Международные неприятности
В Бресте Цыганков в моих глазах реабилитировался. Виктор, как я мог побиться о заклад ещё в Москве, ни пальцем о палец, ни кое-чем по столу не стукнул, чтоб в Минске или на польской границе нас снабдили командировочными на Польшу. Тогда Эрнест Сергеевич пустил шапку по кругу, попросив остальных поделиться злотыми. Собрал на каждого из минчан менее половины того, что причиталось, но жест того стоил.
Мы столпились у автобуса недалеко от погранперехода. Я пересчитал злотые. Виктор Матвеевич курил позади литовцев и не отсвечивал.
— Эрнест Сергеевич! Выкрутимся. Спасибо. Раз сумма неполная, у меня вызрело единственное, но непременное условие. Можем поставить на голосование, а лучше — вы сами решайте.
— Какое?
Его тон не предвещал ничего хорошего.
— Ссадить нахер Виктора Матвеевича прямо здесь, — увидев его взметнувшиеся брови и округлившиеся глаза, я торопливо добавил: — О сведении личных счётов и речи нет. Но загранпоездка — дело ответственное. Он запорол пустяковое дело. Какие ещё фортели ждать от этого мудака? Кому за него отвечать?
Услышав, что ему грозит отлучение от сладкого, автоэкспортовец выкинул сигарету и рванул ко мне вплотную.
— Не имеете права!
Какие знакомые слова…
— У меня один вопрос к коллегам-гонщикам. Этот тип решил какой-нибудь вопрос по организации гонок?
Конечно, решил, и так знаю, подготовительная работа, если она проделана правильно, на поверхности не видна.
— Да я с ног сбивался…
— Не к тебе вопрос. Коллеги! Ну одно слово в его защиту! Он, кстати, хотя бы один злотый положил в шапку, когда нам скидывались?
— Ты сме-ёшься? — хмыкнул Брундза. — Ни единого гроша. А Эрнест Сергеевич половину своих отдал. Я слышал их разговор.
Чинуша втянул голову в плечи, чувствуя, как падают его акции. Взмолился:
— Эрнест Сергеевич! Уважаемый! Но вы же понимаете, что со мной так нельзя — без согласования с Москвой?
— На долгие согласования времени нет. Заберите вещи из автобуса. Отъезжаем без вас.
Цыганков с удивительной лёгкостью принял мой ультиматум. Наверно, сам был рад избавиться от нахлебника.
Поехали. Дубль-штурманша путешествовала в «икарусе», потому что багажник и отчасти салон были заполнены покрышками и двумя канистрами. Как их не закреплял, на спецучастке под Барановичами они немилосердно прыгали, а перекидывать в автобус или в МАЗ-техничку «всё нажитое непосильным трудом» я не хотел. И если около Ярцево я застолбил первое место среди непеределанных 1600 из-за слёта с трассы москвичёвских конкурентов, здесь едва избежал штрафа за контрольное время.

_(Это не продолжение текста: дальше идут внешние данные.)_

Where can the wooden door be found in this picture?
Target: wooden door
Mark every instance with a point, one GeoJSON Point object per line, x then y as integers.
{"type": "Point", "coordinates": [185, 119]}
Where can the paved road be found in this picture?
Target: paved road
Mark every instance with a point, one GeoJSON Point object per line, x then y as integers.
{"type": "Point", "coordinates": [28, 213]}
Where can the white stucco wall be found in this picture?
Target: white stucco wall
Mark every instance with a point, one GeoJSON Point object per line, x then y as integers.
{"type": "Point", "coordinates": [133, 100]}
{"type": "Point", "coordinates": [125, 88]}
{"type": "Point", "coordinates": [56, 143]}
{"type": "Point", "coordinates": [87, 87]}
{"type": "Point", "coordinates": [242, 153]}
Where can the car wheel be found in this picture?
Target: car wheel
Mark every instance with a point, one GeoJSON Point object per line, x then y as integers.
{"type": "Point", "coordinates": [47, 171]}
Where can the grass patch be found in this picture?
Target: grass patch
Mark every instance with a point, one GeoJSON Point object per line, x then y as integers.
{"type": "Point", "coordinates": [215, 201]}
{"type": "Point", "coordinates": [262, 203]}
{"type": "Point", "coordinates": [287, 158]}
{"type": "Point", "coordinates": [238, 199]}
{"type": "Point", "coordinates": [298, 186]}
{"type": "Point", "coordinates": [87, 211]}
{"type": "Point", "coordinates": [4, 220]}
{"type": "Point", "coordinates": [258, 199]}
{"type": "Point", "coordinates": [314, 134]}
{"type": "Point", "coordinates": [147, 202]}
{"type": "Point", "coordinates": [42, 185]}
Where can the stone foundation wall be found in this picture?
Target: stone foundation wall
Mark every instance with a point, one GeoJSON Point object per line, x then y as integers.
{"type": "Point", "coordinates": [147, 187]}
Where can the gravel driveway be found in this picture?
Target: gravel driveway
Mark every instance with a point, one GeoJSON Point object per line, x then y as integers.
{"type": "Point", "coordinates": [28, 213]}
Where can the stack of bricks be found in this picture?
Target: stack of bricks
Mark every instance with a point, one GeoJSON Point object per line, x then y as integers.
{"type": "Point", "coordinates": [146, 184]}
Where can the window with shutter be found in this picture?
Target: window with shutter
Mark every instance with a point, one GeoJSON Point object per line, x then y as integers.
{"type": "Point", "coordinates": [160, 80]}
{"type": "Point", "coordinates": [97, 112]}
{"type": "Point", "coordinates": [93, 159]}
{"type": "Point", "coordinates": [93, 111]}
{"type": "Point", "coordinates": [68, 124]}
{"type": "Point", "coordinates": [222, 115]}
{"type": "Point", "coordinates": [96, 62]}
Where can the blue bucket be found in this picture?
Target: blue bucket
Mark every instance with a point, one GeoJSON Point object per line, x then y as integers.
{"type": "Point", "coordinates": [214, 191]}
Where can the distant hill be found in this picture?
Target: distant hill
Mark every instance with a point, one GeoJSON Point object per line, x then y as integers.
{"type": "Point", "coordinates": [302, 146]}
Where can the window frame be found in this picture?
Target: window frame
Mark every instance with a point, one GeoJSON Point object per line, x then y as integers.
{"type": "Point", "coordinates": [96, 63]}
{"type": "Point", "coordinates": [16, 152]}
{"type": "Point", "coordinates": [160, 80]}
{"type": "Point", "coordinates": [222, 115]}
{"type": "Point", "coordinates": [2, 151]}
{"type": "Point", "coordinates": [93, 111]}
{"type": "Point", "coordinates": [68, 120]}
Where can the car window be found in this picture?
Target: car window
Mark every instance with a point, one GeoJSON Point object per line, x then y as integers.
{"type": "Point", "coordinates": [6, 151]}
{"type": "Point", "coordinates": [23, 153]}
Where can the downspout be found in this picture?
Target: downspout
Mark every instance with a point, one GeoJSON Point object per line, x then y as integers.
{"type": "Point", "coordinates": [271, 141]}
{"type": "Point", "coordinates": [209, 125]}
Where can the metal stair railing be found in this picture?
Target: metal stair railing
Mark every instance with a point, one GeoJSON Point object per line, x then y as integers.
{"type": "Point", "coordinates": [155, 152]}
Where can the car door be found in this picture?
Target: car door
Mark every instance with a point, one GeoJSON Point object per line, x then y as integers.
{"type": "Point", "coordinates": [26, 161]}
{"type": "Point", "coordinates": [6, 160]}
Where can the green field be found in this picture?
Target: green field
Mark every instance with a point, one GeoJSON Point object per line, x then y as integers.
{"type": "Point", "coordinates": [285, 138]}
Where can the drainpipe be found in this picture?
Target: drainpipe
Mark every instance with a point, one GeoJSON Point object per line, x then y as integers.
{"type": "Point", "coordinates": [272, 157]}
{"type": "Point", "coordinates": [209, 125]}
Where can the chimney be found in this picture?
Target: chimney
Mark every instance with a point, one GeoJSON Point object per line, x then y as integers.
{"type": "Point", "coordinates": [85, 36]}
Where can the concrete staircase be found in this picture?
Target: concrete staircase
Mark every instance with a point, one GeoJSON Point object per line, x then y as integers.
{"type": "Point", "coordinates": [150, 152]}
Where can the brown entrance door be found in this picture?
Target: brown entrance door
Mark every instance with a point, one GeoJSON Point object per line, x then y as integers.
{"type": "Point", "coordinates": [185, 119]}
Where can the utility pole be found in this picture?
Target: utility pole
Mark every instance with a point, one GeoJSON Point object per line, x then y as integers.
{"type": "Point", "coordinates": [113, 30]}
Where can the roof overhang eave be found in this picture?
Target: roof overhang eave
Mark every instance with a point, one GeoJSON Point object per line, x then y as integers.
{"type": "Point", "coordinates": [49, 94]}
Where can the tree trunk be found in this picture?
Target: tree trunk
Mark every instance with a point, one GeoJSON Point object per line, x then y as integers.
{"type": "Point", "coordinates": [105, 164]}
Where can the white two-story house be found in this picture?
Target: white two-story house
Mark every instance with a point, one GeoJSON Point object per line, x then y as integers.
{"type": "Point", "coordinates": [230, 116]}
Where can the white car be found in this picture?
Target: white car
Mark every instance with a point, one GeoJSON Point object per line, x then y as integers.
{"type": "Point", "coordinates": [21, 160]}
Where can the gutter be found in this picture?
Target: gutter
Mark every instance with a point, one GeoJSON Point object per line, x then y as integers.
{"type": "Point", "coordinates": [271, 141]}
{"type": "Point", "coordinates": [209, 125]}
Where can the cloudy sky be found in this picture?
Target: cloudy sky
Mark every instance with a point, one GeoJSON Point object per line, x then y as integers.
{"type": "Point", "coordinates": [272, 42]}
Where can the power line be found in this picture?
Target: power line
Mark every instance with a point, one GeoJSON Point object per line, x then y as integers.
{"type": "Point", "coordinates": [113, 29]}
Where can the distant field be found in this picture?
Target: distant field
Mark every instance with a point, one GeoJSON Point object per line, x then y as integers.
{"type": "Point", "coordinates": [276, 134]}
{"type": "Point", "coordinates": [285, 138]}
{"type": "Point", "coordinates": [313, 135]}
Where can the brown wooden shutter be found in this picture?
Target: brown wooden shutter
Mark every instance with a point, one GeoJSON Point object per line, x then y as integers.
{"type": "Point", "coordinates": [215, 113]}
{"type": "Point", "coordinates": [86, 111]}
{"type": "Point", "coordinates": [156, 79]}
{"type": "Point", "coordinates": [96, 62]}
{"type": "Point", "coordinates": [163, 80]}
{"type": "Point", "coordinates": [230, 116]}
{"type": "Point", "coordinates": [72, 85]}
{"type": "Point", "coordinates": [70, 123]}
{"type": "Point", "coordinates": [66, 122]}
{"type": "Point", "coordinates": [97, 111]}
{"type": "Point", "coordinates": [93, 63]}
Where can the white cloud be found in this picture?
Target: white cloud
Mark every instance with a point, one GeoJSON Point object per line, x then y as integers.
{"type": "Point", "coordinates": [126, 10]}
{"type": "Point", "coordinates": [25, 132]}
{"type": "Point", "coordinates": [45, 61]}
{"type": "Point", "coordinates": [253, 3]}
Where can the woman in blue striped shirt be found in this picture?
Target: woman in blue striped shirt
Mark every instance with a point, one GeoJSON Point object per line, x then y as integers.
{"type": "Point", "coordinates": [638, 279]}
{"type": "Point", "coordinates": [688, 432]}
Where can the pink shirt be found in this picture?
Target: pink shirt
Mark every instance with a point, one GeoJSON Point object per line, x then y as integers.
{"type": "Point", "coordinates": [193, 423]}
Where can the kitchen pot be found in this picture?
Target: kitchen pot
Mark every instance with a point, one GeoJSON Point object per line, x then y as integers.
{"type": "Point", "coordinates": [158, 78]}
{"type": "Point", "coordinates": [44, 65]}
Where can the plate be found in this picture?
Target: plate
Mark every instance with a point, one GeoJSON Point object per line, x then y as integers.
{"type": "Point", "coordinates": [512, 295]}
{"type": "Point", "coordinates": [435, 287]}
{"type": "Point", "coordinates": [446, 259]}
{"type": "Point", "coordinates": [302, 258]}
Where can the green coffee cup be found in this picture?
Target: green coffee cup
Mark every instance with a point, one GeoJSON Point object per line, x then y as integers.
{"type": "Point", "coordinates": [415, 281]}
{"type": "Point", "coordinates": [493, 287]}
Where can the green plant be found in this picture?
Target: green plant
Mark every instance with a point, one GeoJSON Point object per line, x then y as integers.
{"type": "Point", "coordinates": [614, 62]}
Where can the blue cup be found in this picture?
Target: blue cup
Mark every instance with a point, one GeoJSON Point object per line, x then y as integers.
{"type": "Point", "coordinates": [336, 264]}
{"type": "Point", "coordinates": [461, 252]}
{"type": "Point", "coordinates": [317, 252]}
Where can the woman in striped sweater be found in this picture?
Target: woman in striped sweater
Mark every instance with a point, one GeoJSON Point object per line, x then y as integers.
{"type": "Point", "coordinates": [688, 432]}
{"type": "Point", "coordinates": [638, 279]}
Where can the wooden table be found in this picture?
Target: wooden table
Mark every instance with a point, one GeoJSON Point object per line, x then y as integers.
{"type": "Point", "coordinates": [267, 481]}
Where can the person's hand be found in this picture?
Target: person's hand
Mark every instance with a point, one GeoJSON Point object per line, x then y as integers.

Как только за кормой опустился последний польский шлагбаум, наш «жигуль» резко взял вправо на Тересполь, несмотря на то, что карта вела вперёд к Бяла-Подляске, Минску-Мазовецкому и далее к Варшаве. Ваня возмутился, но я цыкнул на него: молчи в тряпочку, знаю что делаю.
В постосоветское время ездил здесь десятки раз. Широкое Брестское шоссе, построенное к Олимпиаде-80 и продолженное неплохой объездной по южной части Бреста, в Польше превращалось в асфальтированную верблюжью тропу — узкую, по одной полосе в каждую сторону, где-то с широкими, а местами с очень стрёмными обочинами. Улучшаться ситуация начала где-то в 2010-х годах, но свалились на голову санкции ЕС, очередь перед Тересполем выросла до суточной, порой и дольше, я на старости лет расхотел попадать в Евросоюз такой ценой. Знал, что за поворотом на Тересполь расположились десятки мелких частных автомастерских. В социалистическое время наверняка меньше, но точно должны быть, предприимчивость панов не сгубила даже Польская объединённая рабочая партия.
Время было вечернее, через километр обнаружился единственный открытый гараж, один абориген колупался в «москвиче», второй обслуживал польский «фиат» на открытом воздухе. Ваньке я отдал собачью команду «сидеть» и вылез наружу.
Оба механика смотрели неприветливо.
— Витам паньство! Купите комплект резины R13 и комплект шаровых опор?
— Добры вечур! — один из них, почуяв выгодный гандель (торговлю), шагнул ближе, обтирая ветошью замасленные руки. — Ие коштуе твои кола?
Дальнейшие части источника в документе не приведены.